Yoshiyuki Dosaka, head of the village’s tourist association, is among those who worked hard to realize the tour program as a business project. “The concept of exploring an untouched backcountry probably appeals to those with adventurous spirits,” Dosaka said.
Dosaka, 68, runs a hot spring resort inn called Motta Kaigan Onsen Ryokan. He received a visit in autumn 2014 from an executive of JRT Trading Pty Ltd., a Niseko, Hokkaido-based operator of ski tours. The executive was looking for accommodations for visitors to the area for cat skiing, because the company had been fascinated by the Kariba mountain range.
The visit reminded Dosaka of a helicopter skiing tour dating back to 1987 during the bubble economy. The tour was organized by a different business operator with domestic tourists for spring skiing as its main target, and proved a hit.
“The village and local accommodation operators, including me, supported the idea of the tour,” Dosaka said. “Back then, [Shimamaki] was bustling.”
However, the operator put an end to the tour after six years, mainly due to the economic slowdown and bad weather. Now guests at about 10 local inns during winter are limited to such activities as fishing. “All local guest houses, including mine, are having a hard time,” Dosaka said.
Shimamaki, which has little industry, now has a population of about 1,500. This represents a decline of 16 percent over the five years up through 2015.
“I always knew Mt. Kariba had attractions, and I believed the cat skiing project would work as a chance for our village to survive,” Dosaka said on why he decided to urge the municipal government to work on the idea.
However, there were many challenges. As national forests had never been leased as a ski site before, the Forestry Agency raised concerns over safety and environmental conservation.
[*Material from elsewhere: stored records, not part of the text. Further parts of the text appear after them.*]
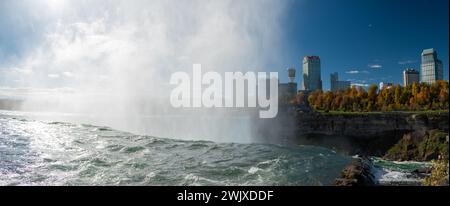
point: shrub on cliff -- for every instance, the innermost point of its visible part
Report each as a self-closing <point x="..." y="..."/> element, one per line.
<point x="439" y="172"/>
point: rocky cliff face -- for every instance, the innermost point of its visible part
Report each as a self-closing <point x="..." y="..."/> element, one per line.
<point x="364" y="133"/>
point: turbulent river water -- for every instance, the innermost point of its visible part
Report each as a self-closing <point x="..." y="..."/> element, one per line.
<point x="36" y="152"/>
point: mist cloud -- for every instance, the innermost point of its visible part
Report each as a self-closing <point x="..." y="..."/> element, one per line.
<point x="115" y="56"/>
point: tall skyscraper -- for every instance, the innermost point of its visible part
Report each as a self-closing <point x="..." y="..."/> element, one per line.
<point x="410" y="76"/>
<point x="431" y="68"/>
<point x="338" y="85"/>
<point x="311" y="73"/>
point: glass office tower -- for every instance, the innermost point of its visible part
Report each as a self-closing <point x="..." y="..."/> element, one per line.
<point x="431" y="68"/>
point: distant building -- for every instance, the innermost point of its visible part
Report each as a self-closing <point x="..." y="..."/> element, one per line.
<point x="287" y="90"/>
<point x="431" y="68"/>
<point x="384" y="85"/>
<point x="410" y="76"/>
<point x="311" y="73"/>
<point x="337" y="85"/>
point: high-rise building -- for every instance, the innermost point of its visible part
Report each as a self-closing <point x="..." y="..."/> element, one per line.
<point x="431" y="68"/>
<point x="337" y="85"/>
<point x="311" y="73"/>
<point x="386" y="85"/>
<point x="410" y="76"/>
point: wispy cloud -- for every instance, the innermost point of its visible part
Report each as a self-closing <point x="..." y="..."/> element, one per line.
<point x="68" y="74"/>
<point x="53" y="76"/>
<point x="360" y="85"/>
<point x="375" y="66"/>
<point x="407" y="62"/>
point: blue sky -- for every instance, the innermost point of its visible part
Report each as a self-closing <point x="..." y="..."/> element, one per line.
<point x="365" y="41"/>
<point x="355" y="38"/>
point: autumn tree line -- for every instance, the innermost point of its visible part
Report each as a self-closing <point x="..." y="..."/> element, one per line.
<point x="418" y="96"/>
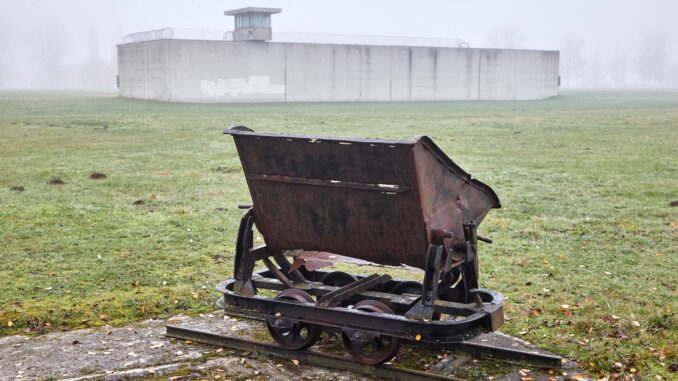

To supervise the project, the village set up a committee consisting of members from its assembly and tourist association and other entities. A senior member of the Hokkaido Mountain Guide Association serves as an adviser.
The local government eventually set up an unusual framework in which Mayor Masaru Fujisawa, 65 — who also serves as head of the panel — bears the final responsibility for the project. Dosaka assumed the post as vice head.
The agency finally issued permission, and the municipality signed a three-year contract with JRT Trading.
However, the project suffered a blow at the start. Shimamaki unusually had little snow last season, which forced the tour to be offered for just one month, or half the period initially planned. Only 174 visitors were able to take part, but — to the relief of the village — they rated it highly.
Dosaka recalled a group of four Australians who stayed at his inn as part of the cat skiing package tour in February last year. The tourists, who included a doctor and a lawyer, had already traveled to many resort locations around the world. They apparently found it new and fun to enjoy his inn’s laid-back hospitality, such as tasting simple homemade dishes featuring local fish and soaking in hot springs. They were also excited about putting on samue at-home kimono, saying they felt like they’d become samurai.
The Australians told Dosaka that the hospitality offered at his inn was different from the service at high-class hotels, which they said was similar everywhere in the world. The foreign visitors helped Dosaka realize the village is blessed with tourism resources that the locals had not paid much attention to.
When asked about the future perspective for the project, Fujisawa referred to Niseko, a neighboring town bustling with an inflow of foreign investments.
“However, benefits are limited for the local community,” the mayor said. For the backcountry tour, “I aim to let our local business operators share in the profits.”
Dosaka has a slightly different opinion. “If foreign capital comes to our village, I welcome the move,” he said. “I believe our food and services can compete well with them.”
For this season, the agency has expanded the area open for skiing in the state-owned forests, with the course now stretching over about 3,100 meters.
The Australians who visited the village last winter made reservations for 12 people this season. The tour is almost fully booked for February, but there are some places still available for March.